Thomas Cook streamlines management structurePosted: February 16, 2015
Thomas Cook’s chief executive Peter Fankhauser has streamlined the company’s management structure as it looks to improve the “execution” of its strategy.
Fankhauser, who took over as Cook boss from Harriet Green in November, has created a smaller top management team to “take the decisions”.
This four-strong executive committee includes Fankhauser, chief financial officer Michael Healy, chief airlines and hotels officer Christoph Debus, and chief corporate officer Craig Stoehr.
Fankhauser said that Green previously had more than 20 people reporting directly to her and this structure needed to be streamlined.
He added that this did not mean that he had “cleared out people” in his first three months as chief executive, although he has removed the role of chief operating officer – a position Fankhauser held before his promotion.
Fankhauser has admitted that the company is relying on the “robust” strength of its UK division to meet profit expectations for the current financial year which runs to the end of September.
He said that the UK business was helping to offset a downturn in sales in Germany and the Nordic regions. Although sales have picked up in recent weeks.
The UK division made its highest underlying profit margin of 3.7% since 2009 during the last 12 months, which compares with a margin of 2.3% for the corresponding period in 2013-14.
But the UK still made an operating loss of £62 million in the quarter to December 31, 2014 – although this was a £7 million improvement on last year’s quarterly loss of £69 million.
Fankhauser expects this momentum in the UK to be maintained by stronger demand for long-haul holidays helped by the decision by the government to axe Air Passenger Duty for children under 12 for flights from May 1.
He added that the relaunch of Cook’s premium brand, Signature, in the UK had already seen sales increase by 20% for this summer compared with last year.
“We are seeing increasing demand for long-haul holidays as we are improving our offer in the market which is driven by our inhouse airline,” said Fankhauser.

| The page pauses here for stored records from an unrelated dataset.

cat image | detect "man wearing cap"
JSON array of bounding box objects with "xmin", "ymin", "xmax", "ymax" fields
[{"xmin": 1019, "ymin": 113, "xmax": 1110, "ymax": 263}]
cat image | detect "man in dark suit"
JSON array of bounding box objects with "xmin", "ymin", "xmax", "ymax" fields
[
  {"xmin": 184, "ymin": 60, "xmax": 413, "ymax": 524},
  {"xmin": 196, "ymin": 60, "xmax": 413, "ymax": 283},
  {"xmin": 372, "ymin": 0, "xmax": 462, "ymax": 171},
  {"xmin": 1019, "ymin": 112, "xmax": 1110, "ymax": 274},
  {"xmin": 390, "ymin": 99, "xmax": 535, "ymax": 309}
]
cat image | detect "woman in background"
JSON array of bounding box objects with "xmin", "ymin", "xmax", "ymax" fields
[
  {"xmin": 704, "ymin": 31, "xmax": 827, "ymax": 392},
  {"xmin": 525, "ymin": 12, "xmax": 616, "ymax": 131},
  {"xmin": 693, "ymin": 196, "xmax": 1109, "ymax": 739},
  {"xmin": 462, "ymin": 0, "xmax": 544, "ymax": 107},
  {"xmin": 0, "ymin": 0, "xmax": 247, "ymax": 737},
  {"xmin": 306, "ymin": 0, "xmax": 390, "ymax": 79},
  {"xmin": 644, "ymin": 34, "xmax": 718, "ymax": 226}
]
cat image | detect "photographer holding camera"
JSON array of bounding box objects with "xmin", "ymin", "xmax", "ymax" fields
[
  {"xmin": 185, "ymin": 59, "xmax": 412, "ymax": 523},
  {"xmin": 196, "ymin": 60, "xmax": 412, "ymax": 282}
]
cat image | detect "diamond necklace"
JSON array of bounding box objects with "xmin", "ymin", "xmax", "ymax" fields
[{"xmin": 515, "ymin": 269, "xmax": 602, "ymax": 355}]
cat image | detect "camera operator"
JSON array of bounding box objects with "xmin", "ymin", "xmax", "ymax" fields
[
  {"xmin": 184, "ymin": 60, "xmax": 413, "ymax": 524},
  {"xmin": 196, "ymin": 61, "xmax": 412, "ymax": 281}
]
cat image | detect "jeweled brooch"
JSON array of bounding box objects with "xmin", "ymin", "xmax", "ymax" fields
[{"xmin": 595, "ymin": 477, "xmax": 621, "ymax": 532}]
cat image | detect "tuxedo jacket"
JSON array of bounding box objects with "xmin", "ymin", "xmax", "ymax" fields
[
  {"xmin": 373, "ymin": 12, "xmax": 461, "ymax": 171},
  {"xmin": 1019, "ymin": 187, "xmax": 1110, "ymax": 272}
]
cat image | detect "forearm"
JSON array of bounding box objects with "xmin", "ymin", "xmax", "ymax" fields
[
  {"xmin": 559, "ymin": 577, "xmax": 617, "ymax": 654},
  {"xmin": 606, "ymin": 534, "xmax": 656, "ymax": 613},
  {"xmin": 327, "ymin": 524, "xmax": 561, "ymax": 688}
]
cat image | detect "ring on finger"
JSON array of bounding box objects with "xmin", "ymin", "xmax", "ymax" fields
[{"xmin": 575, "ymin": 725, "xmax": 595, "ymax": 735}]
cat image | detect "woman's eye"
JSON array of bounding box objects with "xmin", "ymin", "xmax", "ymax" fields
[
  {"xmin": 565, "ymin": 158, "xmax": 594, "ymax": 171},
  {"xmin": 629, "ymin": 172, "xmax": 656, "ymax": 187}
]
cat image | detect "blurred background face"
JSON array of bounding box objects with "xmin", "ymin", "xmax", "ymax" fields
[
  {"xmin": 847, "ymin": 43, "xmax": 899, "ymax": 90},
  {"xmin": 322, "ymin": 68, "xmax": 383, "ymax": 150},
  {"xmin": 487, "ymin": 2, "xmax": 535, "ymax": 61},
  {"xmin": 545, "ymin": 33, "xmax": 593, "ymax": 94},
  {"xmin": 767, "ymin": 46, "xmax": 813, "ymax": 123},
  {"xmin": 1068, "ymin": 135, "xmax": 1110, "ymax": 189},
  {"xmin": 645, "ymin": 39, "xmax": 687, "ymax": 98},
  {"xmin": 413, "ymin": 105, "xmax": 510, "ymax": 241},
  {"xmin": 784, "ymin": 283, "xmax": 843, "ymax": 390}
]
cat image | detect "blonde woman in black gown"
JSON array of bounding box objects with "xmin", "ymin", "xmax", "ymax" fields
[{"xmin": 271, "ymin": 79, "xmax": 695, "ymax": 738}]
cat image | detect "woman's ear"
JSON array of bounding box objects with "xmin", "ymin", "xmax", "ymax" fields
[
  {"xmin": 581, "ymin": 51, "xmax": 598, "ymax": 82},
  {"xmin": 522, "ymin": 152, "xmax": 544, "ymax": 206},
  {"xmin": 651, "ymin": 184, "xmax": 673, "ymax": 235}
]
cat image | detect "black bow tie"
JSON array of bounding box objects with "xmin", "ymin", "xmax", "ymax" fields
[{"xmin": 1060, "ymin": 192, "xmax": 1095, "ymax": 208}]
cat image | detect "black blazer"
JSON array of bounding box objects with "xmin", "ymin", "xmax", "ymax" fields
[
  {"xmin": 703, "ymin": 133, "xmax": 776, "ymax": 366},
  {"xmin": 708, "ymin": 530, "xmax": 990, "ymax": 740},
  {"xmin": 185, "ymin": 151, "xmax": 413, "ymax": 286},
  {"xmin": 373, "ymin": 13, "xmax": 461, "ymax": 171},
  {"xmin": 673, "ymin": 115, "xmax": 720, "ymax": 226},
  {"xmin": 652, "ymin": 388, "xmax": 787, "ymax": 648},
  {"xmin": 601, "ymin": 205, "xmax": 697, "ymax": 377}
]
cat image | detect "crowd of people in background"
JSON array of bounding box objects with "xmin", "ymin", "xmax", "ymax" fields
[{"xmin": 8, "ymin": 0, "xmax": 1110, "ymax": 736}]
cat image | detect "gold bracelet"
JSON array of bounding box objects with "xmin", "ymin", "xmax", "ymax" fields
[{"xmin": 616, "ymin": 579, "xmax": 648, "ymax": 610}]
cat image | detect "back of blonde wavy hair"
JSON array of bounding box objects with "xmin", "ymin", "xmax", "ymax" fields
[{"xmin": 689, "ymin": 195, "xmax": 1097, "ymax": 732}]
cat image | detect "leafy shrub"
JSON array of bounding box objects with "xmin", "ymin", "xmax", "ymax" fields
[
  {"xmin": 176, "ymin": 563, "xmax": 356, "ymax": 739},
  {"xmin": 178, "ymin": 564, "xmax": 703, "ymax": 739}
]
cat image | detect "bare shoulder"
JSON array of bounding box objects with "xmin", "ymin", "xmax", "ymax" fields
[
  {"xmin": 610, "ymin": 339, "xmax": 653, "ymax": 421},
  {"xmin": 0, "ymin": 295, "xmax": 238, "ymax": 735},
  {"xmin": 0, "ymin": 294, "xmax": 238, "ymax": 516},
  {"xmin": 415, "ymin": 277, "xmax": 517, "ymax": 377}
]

“Customers will also have the advantage of the cutting of APD for kids – this will give us a tailwind because a family with two children will have to pay £140 less tax for their holidays.”
Fankhauser said the three key strategies for Cook would be: improving the quality of holidays through more differentiated or exclusive resorts (such as its Sentido and Smartline brands), selling through all channels, and “running the business as efficiently as we can”.
Cook made an operating loss of £73 million for the quarter compared to a deficit of £122 million for the same period in 2014. Revenue was up by 1.6% to £1.52 billion on a “like for like” basis but was down by 8.3% overall year-on-year.
Analysts are expecting Cook to make an underlying profit of £375 million before interest and tax in 2015, compared with a profit of £323 million last year.